Par un mémoire en défense, enregistré le 31 mars 2023, l'Office français de l'immigration et de l'intégration conclut au rejet de la requête.
Il soutient que les moyens soulevés par M. B ne sont pas fondés.
Par une ordonnance du 4 mai 2023, la clôture de l'instruction a été fixée au 19 mai 2023 à 12 heures.
M. B n'a pas été admis au bénéfice de l'aide juridictionnelle par une décision du 7 mars 2022.
II. Par une requête, enregistrée sous le n° 2127748 le 22 décembre 2021, Mme E A, représentée par Me Kwemo, demande au tribunal :
1°) de l'admettre provisoirement au bénéfice de l'aide juridictionnelle ;
2°) d'annuler la décision du 20 octobre 2021 par laquelle l'Office français de l'immigration et de l'intégration a mis fin à ses conditions matérielles d'accueil ;
3°) d'enjoindre à l'Office français de l'immigration et de l'intégration de rétablir ses conditions matérielles d'accueil ou, à défaut, de réexaminer sa situation dans un délai de quinze jours ;
4°) de mettre à la charge de l'Office français de l'immigration et de l'intégration une somme de 2 000 euros à verser à Me Kwemo sur le fondement des articles L. 761-1 du code de justice administrative et 37 de la loi du 10 juillet 1991.

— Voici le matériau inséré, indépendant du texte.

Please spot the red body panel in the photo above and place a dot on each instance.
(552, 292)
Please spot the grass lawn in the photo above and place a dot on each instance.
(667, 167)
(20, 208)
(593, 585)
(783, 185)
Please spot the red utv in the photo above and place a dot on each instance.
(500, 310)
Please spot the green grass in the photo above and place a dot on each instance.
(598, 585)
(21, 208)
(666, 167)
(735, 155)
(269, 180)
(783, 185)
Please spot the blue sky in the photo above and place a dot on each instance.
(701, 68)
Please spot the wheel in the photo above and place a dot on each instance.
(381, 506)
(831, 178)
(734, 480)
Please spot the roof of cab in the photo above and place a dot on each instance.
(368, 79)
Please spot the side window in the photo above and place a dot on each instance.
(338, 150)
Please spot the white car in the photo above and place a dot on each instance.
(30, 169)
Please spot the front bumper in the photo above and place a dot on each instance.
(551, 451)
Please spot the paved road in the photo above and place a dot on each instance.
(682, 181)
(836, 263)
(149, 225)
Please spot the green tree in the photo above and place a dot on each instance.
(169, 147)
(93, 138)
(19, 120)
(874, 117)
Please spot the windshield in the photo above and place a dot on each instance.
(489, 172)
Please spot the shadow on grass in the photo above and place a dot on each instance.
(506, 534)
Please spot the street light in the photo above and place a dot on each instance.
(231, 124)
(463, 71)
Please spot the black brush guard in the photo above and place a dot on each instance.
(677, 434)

Elle soulève les mêmes moyens que M. B dans la requête n° 2127745.
Par un mémoire en défense, enregistré le 31 mars 2023, l'Office français de l'immigration et de l'intégration conclut au rejet de la requête, pour les mêmes motifs que ceux exposés sous le n° 2127745.

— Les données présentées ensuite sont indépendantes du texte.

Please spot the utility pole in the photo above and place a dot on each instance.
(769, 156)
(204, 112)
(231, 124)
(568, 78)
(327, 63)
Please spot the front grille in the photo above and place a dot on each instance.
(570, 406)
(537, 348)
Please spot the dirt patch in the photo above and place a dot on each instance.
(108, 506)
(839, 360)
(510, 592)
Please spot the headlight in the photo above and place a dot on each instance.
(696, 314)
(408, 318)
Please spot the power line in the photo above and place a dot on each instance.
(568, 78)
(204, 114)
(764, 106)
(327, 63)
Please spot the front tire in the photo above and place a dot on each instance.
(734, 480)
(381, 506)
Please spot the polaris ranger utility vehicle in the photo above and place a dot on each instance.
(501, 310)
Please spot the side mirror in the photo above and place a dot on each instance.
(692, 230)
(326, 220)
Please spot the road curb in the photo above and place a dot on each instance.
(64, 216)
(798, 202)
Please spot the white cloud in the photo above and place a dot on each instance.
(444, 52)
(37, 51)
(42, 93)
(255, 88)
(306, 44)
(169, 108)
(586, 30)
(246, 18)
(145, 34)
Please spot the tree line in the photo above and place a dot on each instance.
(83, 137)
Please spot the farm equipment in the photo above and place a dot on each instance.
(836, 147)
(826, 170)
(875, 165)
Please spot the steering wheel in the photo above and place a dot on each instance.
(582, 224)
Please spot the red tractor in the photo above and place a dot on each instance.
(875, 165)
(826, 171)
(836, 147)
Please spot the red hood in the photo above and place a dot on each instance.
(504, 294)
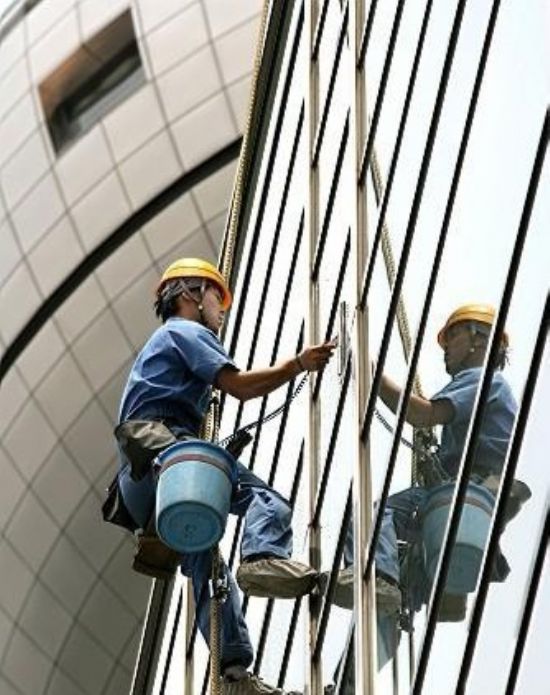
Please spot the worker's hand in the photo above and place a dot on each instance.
(315, 357)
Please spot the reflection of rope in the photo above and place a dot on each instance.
(211, 424)
(425, 449)
(424, 435)
(215, 636)
(266, 418)
(210, 428)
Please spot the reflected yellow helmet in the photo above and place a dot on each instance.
(482, 313)
(197, 268)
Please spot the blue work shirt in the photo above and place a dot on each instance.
(496, 428)
(173, 374)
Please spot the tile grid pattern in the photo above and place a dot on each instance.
(63, 569)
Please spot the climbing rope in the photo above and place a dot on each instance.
(211, 424)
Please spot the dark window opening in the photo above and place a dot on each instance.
(89, 84)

Par une ordonnance du 3 avril 2023, la clôture de l'instruction a été fixée au 5 mai 2023 à 12 heures.
Mme A n'a pas été admise au bénéfice de l'aide juridictionnelle par une décision du 7 mars 2022.
Vu les autres pièces des dossiers.
Vu :
- le code de l'entrée et du séjour des étrangers et du droit d'asile ;
- la loi n° 91-647 du 10 juillet 1991 ;
- le code de justice administrative.
Les parties ont été régulièrement averties du jour de l'audience.
Le rapport de Mme Riou a été entendu au cours de l'audience publique.
Considérant ce qui suit :
1. M. B et Mme A, ressortissants ivoiriens nés respectivement le 16 février 1984 et le 19 décembre 2000, ont présenté une demande d'asile qui a été enregistrée en procédure " Dublin " le 16 décembre 2020 et accepté, le même jour, les conditions matérielles d'accueil qui leur ont été proposées. Par deux arrêtés du 22 février 2021, le préfet de police a décidé de leur transfert aux autorités italiennes, responsables de l'examen de leurs demandes d'asile. Le tribunal administratif de Paris a rejeté les recours qu'ils ont formé à l'encontre de ces mesures, par deux jugements n° 2104827 et n° 2104829 du 8 avril 2021, devenus définitifs. Par une décision du 20 octobre 2021, l'Office français de l'immigration et de l'intégration a mis fin aux conditions matérielles d'accueil dont ils bénéficiaient, au motif qu'ils s'étaient abstenus de se présenter aux autorités chargées de l'asile le 6 août 2021 et le 24 septembre 2021. Par les requêtes n° 2127745 et n° 2127748, M. B et Mme A demandent l'annulation de cette décision.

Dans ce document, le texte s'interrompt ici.